You’ve heard of reaching for the Moon, but the White House’s Cancer Moonshot initiative aims to do more. The recently reignited initiative has set forth an ambitious goal: to reduce the cancer death rate by at least half by 2047—which would prevent more than 4 million deaths—and improve the lives of people diagnosed with cancer. Last week, the White House released a new fact sheet of actions to move the initiative forward, and the International Space Station (ISS) National Laboratory and NASA are highlighted as key players.
Achieving the lofty goals of the Cancer Moonshot will take cutting-edge technologies and innovative approaches supported by many individuals across academia, industry, and government. One of the actions listed by the White House is harnessing the ISS as a one-of-a-kind platform to advance cancer research and drug development.

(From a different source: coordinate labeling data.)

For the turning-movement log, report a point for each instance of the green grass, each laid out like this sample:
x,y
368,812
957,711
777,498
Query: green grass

Scientists are already leveraging the ISS National Lab to make significant strides in cancer research. In microgravity, reduced gravitational forces and exposure to elevated radiation levels provide a unique setting for conducting experiments in ways not possible on Earth. These conditions can help researchers better understand fundamental biological processes, including those related to cancer, leading to novel insights and potential breakthroughs. For example, biotechnology startup MicroQuin has used microgravity to study the process that transforms normal cells into cancer cells, and the Sanford Stem Cell Institute sent cancer stem cells to space twice to study factors that drive the growth of cancer cells.

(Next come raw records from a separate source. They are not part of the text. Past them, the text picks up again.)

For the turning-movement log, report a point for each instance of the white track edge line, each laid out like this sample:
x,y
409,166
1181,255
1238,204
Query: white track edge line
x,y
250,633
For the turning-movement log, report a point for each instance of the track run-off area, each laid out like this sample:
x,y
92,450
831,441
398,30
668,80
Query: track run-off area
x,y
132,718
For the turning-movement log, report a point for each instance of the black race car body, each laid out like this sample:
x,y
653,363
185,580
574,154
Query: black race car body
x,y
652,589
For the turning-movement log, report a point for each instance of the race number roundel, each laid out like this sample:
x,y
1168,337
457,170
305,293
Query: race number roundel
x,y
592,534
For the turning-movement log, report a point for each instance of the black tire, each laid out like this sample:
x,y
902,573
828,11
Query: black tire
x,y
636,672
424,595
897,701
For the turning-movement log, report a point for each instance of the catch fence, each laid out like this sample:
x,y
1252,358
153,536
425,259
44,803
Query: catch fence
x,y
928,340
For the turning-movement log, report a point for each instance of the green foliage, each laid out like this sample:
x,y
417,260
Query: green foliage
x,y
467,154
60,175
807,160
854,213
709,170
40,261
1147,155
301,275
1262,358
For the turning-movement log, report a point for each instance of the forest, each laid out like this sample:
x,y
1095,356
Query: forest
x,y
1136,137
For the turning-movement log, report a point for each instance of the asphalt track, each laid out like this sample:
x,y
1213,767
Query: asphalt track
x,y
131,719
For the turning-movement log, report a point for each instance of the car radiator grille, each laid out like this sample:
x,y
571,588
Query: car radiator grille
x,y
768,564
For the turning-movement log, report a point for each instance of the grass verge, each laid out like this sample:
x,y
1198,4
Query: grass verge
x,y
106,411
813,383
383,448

To help advance the Cancer Moonshot initiative, the ISS National Lab is partnering with NASA’s Biological and Physical Sciences Division to fund cancer research and technology development onboard the orbiting lab. The recently released solicitation, Igniting Innovation: Science in Space to Cure Disease on Earth, will serve as a catalyst for groundbreaking cancer research on the space station. Projects will aim to improve cancer models, develop new treatments, broaden research advancements, foster new collaborations, and accelerate biomanufacturing in space.
ISS National Lab Chief Scientific Officer Michael Roberts said, “As the Cancer Moonshot initiative continues to inspire researchers in the fight against cancer, NASA and the ISS National Lab will leverage space to enable the nation to realize the ambitious goals set forth by the White House, offering hope to countless cancer patients and their families.”